In the suit, filed Wednesday in Salem County, Pennsville resident Donald Coles charged that the Chambers Works Plant in Deepwater, N.J., released perfluorooctanoic acid (also known as PFOA or C8) and related chemicals into groundwater tapped by utilities in Pennsville Township and Penns Grove.

Coles' suit seeks medical monitoring for residents, a community-wide water filtration system and punitive damages. A separate federal class-action claim targeting the same pollutants was filed in U.S. District Court in April.

DuPont spokesman Tim Ireland said Wednesday the company typically does not comment on lawsuits.

The Salem County case, filed in New Jersey's Superior Court by attorney Philip Stephen Fuoco, arrived a month after a U.S. District Court action in Iowa sought to combine consumer class-action complaints about potential PFOA exposure and Teflon products from 16 other states.

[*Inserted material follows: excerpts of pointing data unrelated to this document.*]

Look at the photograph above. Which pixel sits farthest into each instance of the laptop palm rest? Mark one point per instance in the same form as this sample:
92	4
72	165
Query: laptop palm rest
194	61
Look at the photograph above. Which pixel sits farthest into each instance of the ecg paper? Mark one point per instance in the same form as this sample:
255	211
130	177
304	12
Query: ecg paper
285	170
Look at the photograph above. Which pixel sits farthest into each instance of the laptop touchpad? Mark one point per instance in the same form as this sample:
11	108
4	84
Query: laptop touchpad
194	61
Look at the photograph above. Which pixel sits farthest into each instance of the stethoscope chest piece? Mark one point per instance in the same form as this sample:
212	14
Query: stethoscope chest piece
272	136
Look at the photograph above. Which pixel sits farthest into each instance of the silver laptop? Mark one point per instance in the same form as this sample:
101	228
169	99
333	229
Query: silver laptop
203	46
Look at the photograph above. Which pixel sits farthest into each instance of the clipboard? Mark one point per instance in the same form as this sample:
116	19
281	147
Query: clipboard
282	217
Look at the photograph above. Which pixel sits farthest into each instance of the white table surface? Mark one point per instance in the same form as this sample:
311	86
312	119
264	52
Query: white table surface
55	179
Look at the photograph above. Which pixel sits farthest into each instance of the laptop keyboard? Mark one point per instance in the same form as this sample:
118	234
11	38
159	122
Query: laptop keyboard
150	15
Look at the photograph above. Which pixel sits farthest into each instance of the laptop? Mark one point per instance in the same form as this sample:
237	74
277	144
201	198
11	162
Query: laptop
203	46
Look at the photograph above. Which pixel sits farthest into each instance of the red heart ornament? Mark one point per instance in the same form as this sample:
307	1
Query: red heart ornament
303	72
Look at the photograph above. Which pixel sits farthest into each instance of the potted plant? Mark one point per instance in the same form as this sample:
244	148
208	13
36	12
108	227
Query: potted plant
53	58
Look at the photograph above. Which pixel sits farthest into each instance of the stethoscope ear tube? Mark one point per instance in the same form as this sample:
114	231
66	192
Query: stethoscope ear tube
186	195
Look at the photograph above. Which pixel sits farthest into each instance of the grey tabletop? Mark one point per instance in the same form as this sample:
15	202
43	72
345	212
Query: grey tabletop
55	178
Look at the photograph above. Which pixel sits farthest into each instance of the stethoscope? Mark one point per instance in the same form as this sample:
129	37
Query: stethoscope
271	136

PFOA is under intense federal scrutiny, triggered by concerns the chemical resists breakdown, accumulates in the environment and tissues and can potentially cause cancer and other illnesses. An advisory panel to the Environmental Protection Agency recently recommended listing the chemical as a likely carcinogen.

In March the agency quietly admitted chemicals used to make popular nonstick, nonstain products may be unsafe for humans and the environment. The admission came in documents seeking regulatory changes that would require closer scrutiny for new uses of the compound.

DuPont already has agreed to pay hundreds of millions of dollars for pollution releases to drinking-water supplies in West Virginia and Ohio from the company's Parkersburg, W.Va., plant.

The company recently announced a plan to build a treatment system at a factory in Mississippi to remove PFOA from chemicals used at Chambers Works.